# Car on bridge

1. Feb 28, 2013

### Numeriprimi

1. The problem statement, all variables and given/known data
We have this bridge, which is 2D - as shown picture.
How I determine which sticks are subjected to pressure and which tension? How big are these forces? Sticks are intangible, mass of car is M. From the picture, we can determine the length of the sticks.

Note: As we proceed, if sticks length density will be p?

2. The attempt at a solution
If one square has length one meter, then:
Line AB, AE, BE, CD, CE, DE I determine by Pythagorean theorem. I think the pressure is only in line BC. In others line is tension.
BC: F= g * m... This is the result for BC?

With the tension, however, I never calculate. I have no idea what to do, although I was looking for, I have not found good formula. Could you please advise me?

Note:
If they have a rod length density, then their weight will be m = p * l
However, that again is all I can think...

Thanks very much and sorry for my bad English.

2. Feb 28, 2013

### mishek

Hello, did You try to draw a free body diagram?

3. Feb 28, 2013

### Numeriprimi

Free body diagram... Hmm, what it is in Czech? Do you know something like this? http://ffden-2.phys.uaf.edu/211_fall2004.web.dir/Jeff_Levison/freebody_diagram.jpg

Yes, I drew it...
Body acting by gravitational force vertically downwards.
Gravitational force is distributed between shoulders AB, CD. From these shoulders are then divided into ropes AE, BE, CE, DE.

Think I it right?
However, then what?

4. Feb 28, 2013

### mishek

hello,

I draw it my self also, please take a look.

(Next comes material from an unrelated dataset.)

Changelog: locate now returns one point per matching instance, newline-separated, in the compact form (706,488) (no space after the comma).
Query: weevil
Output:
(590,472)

I suppose that the car is in the middle of the bridge, and that the "mirrored" forces are identical.

#### Attached Files:

• ###### fbd - car.jpg
File size:
41 KB
Views:
114
5. Feb 28, 2013

### Numeriprimi

Interesting, but why? Never occurred to me that these forces are opposite.
And applies F_2 = F_1 for size also?
And then how would the size count?
According to the original composition of forces mg?

6. Feb 28, 2013

### haruspex

Small mistake... CE should be F1, not F2.
For E to be stable, some forces must act upward there (compression) and some downward (tension). If AE is under tension then AB will rotate clockwise about B, so AE is under compression. Likewise DE, so BE and CE must be under tension.
To solve for all the forces, it will be necessary to assume that the forces from the supports at the ends of the bridge are vertical.